At their ‘Play for Life’ press conference held today in Nairobi, Kenya, PUMA unveiled their key fundraising lever, the revolutionary new Africa Unity Kit –the world’s first ‘continental football kit’ designed to be worn by the 12 African football national teams that PUMA sponsors. These include the World Cup qualified teams Ghana, Cameroon, Ivory Coast and Algeria who are headed to the Africa Cup of Nations’ with hosts Angola and the national teams of Egypt, Mozambique, Togo and Tunisia, as well as non-qualified federations of Senegal, Morocco and Namibia. Puma also sponsors some of the continent’s best players — Samuel Eto’o, Emmanuel Eboué and John Mensah.
 
PUMA’s profits from sales of the replica fanwear for the Unity Kits will help fund biodiversity programs in Africa, and in particular endangered species on the continent such as lions, elephants, gorillas and the desert fox. The sportlifestyle company has a host of other gear designed to generate additional funds to support biodiversity, including PUMA Unity t-shirts and PUMA Lacelets, collectable shoe laces featuring patterns from world-renowned artist Kehinde Wiley.
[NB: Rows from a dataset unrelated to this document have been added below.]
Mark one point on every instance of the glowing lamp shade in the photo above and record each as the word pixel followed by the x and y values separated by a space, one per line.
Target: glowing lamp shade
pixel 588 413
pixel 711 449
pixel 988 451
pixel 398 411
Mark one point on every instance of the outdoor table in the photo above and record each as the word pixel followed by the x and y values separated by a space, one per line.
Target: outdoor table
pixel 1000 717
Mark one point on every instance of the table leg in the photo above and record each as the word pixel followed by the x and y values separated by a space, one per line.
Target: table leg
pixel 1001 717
These products all bear the PUMA Yellow “life” Label, which gives consumers an easy way to identify products that benefit projects supported by PUMAVision, PUMA's Corporate Social Responsibility Program. A portion of the profits from the Yellow “life” label products will also go to fund the biodiversity programmes.

“In 2010, Africa will be at the centre of the footballing world. The ‘Play for Life’ campaign and the release of the Africa Unity Kit is a powerful statement for PUMA. PUMA is creating a unique kit embracing the diversity of African Nations teams while valuing the unity of players and supporters towards a common goal,” said Jochen Zeitz, Chairman and CEO, PUMA AG who helped launch the Africa Unity Kit. “Biodiversity and therefore valuing and protecting all life on our planet is a huge issue, not only in Africa, but around the world – and we are proud to partner with UNEP to raise both awareness and funds through the sale of our Unity products.”

“As the whole planet comes together for the World Cup, 2010 marks the year when people around the world will unite to conserve the planet’s almost priceless natural resource – its biodiversity. UNEP is delighted to partner with PUMA to bring this important message to millions of fans,” said Angela Cropper, UNEP’s Deputy Executive Director, at the press conference. “The planet’s living organisms are the building blocks of the multi-trillion dollar services–from freshwater to agricultural nutrients–that underpin all life on Earth including its economic, social and sporting life. Bringing together the public’s global passion for football with its global passion for animals, plants and other life-forms surely makes a match-winning team,” she added.